Once a CSP landscape has been ingested into CSD-Theory there are additional steps that can be taken to add extra information.

Similarity heatplot

To compare structures within a landscape, the script csp_similar_structures.py will produce a heatplot showing the similarity between (up to) the 25 lowest energy structures. The script has a syntax

python csp_similar_structures.py http://my.landscape.server:12345 wonder_drug.csdsqlx wonder_drug --pxrd_threshold 0.98

This will run similar structures calculations in the CSP landscape wonder_drug. The optional argument --pxrd_threshold sets the PXRD similarity threshold.

Cross reference to experimental structures

Structures within a landscape can also be compared to experimental data from an in-house database.

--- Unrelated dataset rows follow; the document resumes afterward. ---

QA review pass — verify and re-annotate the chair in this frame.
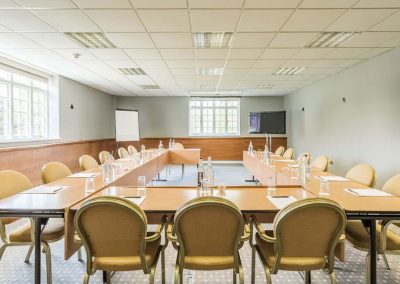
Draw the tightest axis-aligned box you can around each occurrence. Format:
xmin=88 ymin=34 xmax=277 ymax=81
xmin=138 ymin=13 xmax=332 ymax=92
xmin=346 ymin=164 xmax=376 ymax=187
xmin=250 ymin=198 xmax=346 ymax=283
xmin=168 ymin=197 xmax=249 ymax=284
xmin=74 ymin=196 xmax=167 ymax=283
xmin=128 ymin=145 xmax=138 ymax=155
xmin=42 ymin=162 xmax=72 ymax=184
xmin=118 ymin=147 xmax=130 ymax=159
xmin=99 ymin=151 xmax=110 ymax=164
xmin=282 ymin=148 xmax=294 ymax=159
xmin=275 ymin=146 xmax=285 ymax=156
xmin=79 ymin=155 xmax=99 ymax=171
xmin=311 ymin=156 xmax=329 ymax=172
xmin=346 ymin=175 xmax=400 ymax=283
xmin=0 ymin=170 xmax=64 ymax=283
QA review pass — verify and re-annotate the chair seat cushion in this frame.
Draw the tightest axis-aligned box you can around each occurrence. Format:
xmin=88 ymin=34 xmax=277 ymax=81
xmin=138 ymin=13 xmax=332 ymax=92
xmin=9 ymin=218 xmax=64 ymax=242
xmin=256 ymin=233 xmax=327 ymax=271
xmin=346 ymin=220 xmax=400 ymax=250
xmin=93 ymin=234 xmax=161 ymax=271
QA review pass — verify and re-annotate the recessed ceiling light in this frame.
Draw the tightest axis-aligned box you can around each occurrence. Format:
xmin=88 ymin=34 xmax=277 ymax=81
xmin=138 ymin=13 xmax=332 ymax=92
xmin=193 ymin=32 xmax=233 ymax=48
xmin=197 ymin=68 xmax=224 ymax=76
xmin=306 ymin=32 xmax=361 ymax=47
xmin=274 ymin=67 xmax=304 ymax=75
xmin=118 ymin=68 xmax=146 ymax=76
xmin=64 ymin=33 xmax=115 ymax=48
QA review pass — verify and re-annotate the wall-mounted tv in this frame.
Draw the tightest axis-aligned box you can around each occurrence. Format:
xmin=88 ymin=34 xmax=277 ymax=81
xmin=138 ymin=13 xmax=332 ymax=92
xmin=249 ymin=111 xmax=286 ymax=134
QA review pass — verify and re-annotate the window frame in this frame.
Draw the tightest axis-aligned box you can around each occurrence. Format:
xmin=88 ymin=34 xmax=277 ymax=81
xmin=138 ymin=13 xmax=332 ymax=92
xmin=188 ymin=97 xmax=240 ymax=137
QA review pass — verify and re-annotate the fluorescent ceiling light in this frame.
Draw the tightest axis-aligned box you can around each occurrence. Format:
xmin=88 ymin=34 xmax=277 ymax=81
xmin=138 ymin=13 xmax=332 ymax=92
xmin=118 ymin=68 xmax=147 ymax=76
xmin=64 ymin=33 xmax=115 ymax=48
xmin=197 ymin=68 xmax=224 ymax=76
xmin=306 ymin=32 xmax=361 ymax=47
xmin=193 ymin=32 xmax=233 ymax=48
xmin=274 ymin=67 xmax=304 ymax=75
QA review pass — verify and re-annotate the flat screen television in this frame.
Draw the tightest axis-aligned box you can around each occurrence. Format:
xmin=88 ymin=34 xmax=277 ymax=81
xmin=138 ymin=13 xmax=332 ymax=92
xmin=249 ymin=111 xmax=286 ymax=134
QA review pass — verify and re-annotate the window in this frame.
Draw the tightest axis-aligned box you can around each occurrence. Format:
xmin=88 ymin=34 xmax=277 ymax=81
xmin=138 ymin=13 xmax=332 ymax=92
xmin=0 ymin=65 xmax=49 ymax=141
xmin=189 ymin=99 xmax=240 ymax=136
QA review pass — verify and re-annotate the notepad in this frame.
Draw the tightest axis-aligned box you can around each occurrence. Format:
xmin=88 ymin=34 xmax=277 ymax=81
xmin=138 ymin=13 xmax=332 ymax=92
xmin=68 ymin=173 xmax=100 ymax=178
xmin=315 ymin=176 xmax=350 ymax=181
xmin=267 ymin=195 xmax=297 ymax=209
xmin=21 ymin=185 xmax=68 ymax=194
xmin=345 ymin=188 xmax=393 ymax=197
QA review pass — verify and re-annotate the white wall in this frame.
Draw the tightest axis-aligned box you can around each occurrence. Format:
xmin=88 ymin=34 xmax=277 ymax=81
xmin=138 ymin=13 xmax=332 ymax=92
xmin=284 ymin=49 xmax=400 ymax=186
xmin=116 ymin=97 xmax=283 ymax=138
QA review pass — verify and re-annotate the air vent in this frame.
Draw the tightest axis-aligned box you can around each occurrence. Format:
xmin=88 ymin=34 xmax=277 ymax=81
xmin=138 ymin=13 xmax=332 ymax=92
xmin=193 ymin=32 xmax=233 ymax=48
xmin=197 ymin=68 xmax=224 ymax=76
xmin=306 ymin=32 xmax=361 ymax=47
xmin=118 ymin=68 xmax=147 ymax=76
xmin=274 ymin=67 xmax=304 ymax=75
xmin=139 ymin=85 xmax=160 ymax=90
xmin=65 ymin=33 xmax=115 ymax=48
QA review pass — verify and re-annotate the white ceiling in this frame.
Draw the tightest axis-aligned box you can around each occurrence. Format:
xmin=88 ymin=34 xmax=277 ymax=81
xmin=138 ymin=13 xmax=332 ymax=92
xmin=0 ymin=0 xmax=400 ymax=96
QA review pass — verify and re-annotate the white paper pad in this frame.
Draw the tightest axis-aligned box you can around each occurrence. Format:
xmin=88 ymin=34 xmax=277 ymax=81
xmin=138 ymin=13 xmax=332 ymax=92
xmin=267 ymin=195 xmax=297 ymax=209
xmin=315 ymin=176 xmax=350 ymax=181
xmin=345 ymin=188 xmax=393 ymax=196
xmin=124 ymin=196 xmax=146 ymax=206
xmin=21 ymin=185 xmax=68 ymax=194
xmin=68 ymin=173 xmax=100 ymax=178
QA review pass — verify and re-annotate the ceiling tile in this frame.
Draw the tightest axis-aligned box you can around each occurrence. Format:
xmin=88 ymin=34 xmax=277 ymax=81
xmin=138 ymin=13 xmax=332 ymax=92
xmin=22 ymin=33 xmax=79 ymax=48
xmin=0 ymin=9 xmax=54 ymax=32
xmin=85 ymin=9 xmax=145 ymax=32
xmin=124 ymin=48 xmax=161 ymax=60
xmin=190 ymin=10 xmax=240 ymax=32
xmin=158 ymin=48 xmax=194 ymax=59
xmin=269 ymin=33 xmax=318 ymax=47
xmin=107 ymin=33 xmax=154 ymax=48
xmin=151 ymin=33 xmax=192 ymax=48
xmin=232 ymin=33 xmax=275 ymax=48
xmin=229 ymin=48 xmax=264 ymax=59
xmin=237 ymin=10 xmax=293 ymax=32
xmin=32 ymin=10 xmax=100 ymax=32
xmin=326 ymin=9 xmax=395 ymax=32
xmin=281 ymin=9 xmax=346 ymax=32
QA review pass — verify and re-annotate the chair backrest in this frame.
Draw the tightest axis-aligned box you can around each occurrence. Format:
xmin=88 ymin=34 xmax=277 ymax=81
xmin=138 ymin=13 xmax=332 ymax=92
xmin=128 ymin=145 xmax=137 ymax=155
xmin=274 ymin=198 xmax=346 ymax=271
xmin=42 ymin=162 xmax=72 ymax=183
xmin=275 ymin=146 xmax=285 ymax=156
xmin=282 ymin=148 xmax=294 ymax=159
xmin=346 ymin=164 xmax=376 ymax=187
xmin=173 ymin=197 xmax=244 ymax=265
xmin=74 ymin=196 xmax=147 ymax=269
xmin=79 ymin=155 xmax=99 ymax=171
xmin=99 ymin=151 xmax=110 ymax=164
xmin=0 ymin=170 xmax=33 ymax=199
xmin=382 ymin=175 xmax=400 ymax=196
xmin=311 ymin=156 xmax=329 ymax=172
xmin=118 ymin=147 xmax=129 ymax=159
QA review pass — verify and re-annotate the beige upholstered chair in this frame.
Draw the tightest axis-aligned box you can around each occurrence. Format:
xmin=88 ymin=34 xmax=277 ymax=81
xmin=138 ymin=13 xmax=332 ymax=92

This requires the script csp_cross_reference.py with the syntax

python csp_cross_reference.py http://my.landscape.server:12345 wonder_drug.csdsqlx my_in-house_database.csdsql

This will cross reference all structures in the CSP database "wonder_drug" with observed structures in the my_inhouse_database of experimental structures. If no in-house database is referenced the script will run a comparison against the CSD.